N’est-ce pas que les limites de l’initiative parlementaire sont assignées par les initiateurs eux-mêmes à cette entreprise censée être de salubrité publique ? Pour des raisons non avouables-certainement liées au maintien des grands équilibres politiques qui permettent un statu quo qui, apparemment, profite à tout le monde sauf aux électeurs du 17 mai 2007-, l’initiative parlementaire est livrée à l’opinion algérienne, et sans doute aussi étrangère, dans une camisole de force bien sanglée.
Marché de dupes ?
L’opinion nationale, bien avant que les derniers scandales de corruption soient portées à sa connaissance, était en attente d’une action d’envergure, pleine de maturité et de courage politique de la part des députés de la Nation des deux Chambres pour se pencher sur la gestion des deniers publics, à commencer par le vote réfléchi et rationnel de la loi de finances annuelle jusqu’à la réalisation de la dépense publique par l’administration et les Collectivités locales.
Pour ne pas tomber dans la trappe que les députés pétitionnaires viennent de creuser par leurs propres mains- à savoir éviter de faire double emploi avec des organes constitutionnellement habilités à contrôler l’argent public-, il aurait fallu que l’Assemblée se donnât les moyens réglementaires de sa politique. L’APN est censée en trouver la formule par l’introduction d’une saisine au niveau gouvernemental de façon à constituer des commissions de suivi et de contrôle du budget de la Nation.
Sur un autre plan, certaines failles du Code des marchés publics (procédures de gré à gré démarche et critères d’évaluation,…) n’ont pas besoin d’une commission d’enquête sur le terrain pour les mettre sur la table. Il suffit de faire l’effort nécessaire pour imposer le sujet dans un débat parlementaire en vue de mettre le gouvernement devant ses responsabilités.
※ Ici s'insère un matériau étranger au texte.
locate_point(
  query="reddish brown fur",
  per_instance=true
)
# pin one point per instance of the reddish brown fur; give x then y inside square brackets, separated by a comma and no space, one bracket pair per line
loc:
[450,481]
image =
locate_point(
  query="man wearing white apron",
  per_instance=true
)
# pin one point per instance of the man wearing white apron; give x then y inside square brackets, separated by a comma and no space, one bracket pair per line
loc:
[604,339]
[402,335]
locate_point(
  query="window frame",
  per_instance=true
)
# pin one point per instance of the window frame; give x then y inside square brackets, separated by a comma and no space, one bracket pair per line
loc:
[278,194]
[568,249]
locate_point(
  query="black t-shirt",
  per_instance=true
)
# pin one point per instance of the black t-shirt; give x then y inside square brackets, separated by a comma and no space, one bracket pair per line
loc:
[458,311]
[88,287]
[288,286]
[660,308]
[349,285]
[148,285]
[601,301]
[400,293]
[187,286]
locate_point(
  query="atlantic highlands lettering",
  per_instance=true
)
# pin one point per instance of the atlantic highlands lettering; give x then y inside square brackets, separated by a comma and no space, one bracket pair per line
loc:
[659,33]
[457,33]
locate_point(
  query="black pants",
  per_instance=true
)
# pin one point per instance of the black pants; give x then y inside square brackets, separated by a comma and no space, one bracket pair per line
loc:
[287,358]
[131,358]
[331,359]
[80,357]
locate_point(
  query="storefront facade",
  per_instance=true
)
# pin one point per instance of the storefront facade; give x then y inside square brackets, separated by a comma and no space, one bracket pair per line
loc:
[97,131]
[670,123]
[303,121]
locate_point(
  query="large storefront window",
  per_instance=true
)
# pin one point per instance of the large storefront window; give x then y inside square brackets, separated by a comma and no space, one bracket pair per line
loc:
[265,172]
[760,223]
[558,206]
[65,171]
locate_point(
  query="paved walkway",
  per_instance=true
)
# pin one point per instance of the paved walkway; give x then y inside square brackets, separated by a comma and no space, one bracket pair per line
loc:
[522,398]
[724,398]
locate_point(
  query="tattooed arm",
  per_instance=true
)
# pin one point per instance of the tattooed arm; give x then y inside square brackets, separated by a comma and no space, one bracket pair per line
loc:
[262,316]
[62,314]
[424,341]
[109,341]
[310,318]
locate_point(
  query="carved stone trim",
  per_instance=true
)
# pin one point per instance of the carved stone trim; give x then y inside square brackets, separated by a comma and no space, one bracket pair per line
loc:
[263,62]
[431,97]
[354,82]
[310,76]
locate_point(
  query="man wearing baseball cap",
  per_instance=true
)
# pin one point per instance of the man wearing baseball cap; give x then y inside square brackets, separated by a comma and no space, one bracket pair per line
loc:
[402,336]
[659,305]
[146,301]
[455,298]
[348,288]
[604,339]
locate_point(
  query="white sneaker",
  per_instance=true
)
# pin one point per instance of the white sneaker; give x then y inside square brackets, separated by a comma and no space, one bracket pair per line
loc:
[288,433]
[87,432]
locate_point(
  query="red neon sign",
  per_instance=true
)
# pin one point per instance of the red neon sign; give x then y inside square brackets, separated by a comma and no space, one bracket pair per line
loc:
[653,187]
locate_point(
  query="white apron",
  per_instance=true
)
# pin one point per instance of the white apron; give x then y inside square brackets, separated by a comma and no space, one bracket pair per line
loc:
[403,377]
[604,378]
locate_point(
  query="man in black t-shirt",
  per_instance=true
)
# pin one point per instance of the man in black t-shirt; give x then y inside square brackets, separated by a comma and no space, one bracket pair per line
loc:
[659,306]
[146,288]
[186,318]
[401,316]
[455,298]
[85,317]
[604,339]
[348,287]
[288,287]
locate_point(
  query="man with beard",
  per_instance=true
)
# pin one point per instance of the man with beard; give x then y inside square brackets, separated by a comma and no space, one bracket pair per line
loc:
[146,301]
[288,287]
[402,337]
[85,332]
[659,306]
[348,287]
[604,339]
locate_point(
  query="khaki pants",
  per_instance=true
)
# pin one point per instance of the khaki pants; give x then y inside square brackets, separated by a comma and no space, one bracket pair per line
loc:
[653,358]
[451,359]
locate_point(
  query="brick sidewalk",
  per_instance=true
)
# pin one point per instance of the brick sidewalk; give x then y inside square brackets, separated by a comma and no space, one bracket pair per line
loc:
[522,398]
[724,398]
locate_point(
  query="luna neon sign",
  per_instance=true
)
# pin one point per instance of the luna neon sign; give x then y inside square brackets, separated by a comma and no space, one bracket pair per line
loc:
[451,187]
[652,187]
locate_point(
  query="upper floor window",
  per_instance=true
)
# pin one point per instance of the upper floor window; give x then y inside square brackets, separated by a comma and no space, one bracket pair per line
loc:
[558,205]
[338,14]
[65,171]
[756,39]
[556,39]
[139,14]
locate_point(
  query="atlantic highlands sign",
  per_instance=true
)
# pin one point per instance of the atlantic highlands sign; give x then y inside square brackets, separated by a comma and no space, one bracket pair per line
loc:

Au vu des limités évidentes que porte intrinsèquement l’initiative parlementaire de constituer une commission d’enquête sur le phénomène de la corruption en Algérie, on a l’impression d’assister à un marché de dupes où l’opinion est presque toujours suspectée de jobardise et de crédulité maladive. Or, les populations, malmenées par la gestion chaotique des services publics qui lui sont théoriquement destinés et éreintées par une marginalisation qui ne voit pas sa fin se profiler à l’horizon, distinguent rarement le monde avili par la corruption dans les circuits de l’administration et des entreprises du reste des acteurs qui se piquent tardivement d’un “honneur à sauver’’.
La transparence dans la gestion de l’argent de la collectivité et la lutte contre la corruption sont considérés comme une exigence démocratique dont le processus de reconstruction nationale ne peut faire l’économie. Elle l’est d’autant plus que les plans de développement mis en œuvre depuis 1999 sont dotés d’enveloppes financières peu communes dans l’histoire récente de l’économie algérienne.
Lorsque la volonté politique existe réellement à tous les niveaux (gouvernement, parlement, partis politiques, société civile), les procédures et les structures de lutte contre la corruption peuvent être installées et seront à même d’agir avec le maximum d’efficacité.
L’effort de transparence et de régularité dans la gestion de l’argent public participe indubitablement de la bonne gouvernance économique et politique tant réclamée par la société. Il s’agit de gagner en priorité l’opinion publique algérienne par cette grande tâche de salubrité publique avant de donner des gages de gestion démocratique du pays aux organisations internationales qui classent notre pays dans le peloton des pays les moins transparents. C’est là une entreprise de salubrité publique sans laquelle les autres actions et gestes du pouvoir politique risqueraient de manquer terriblement de confiance et de crédibilité auprès des Algériens.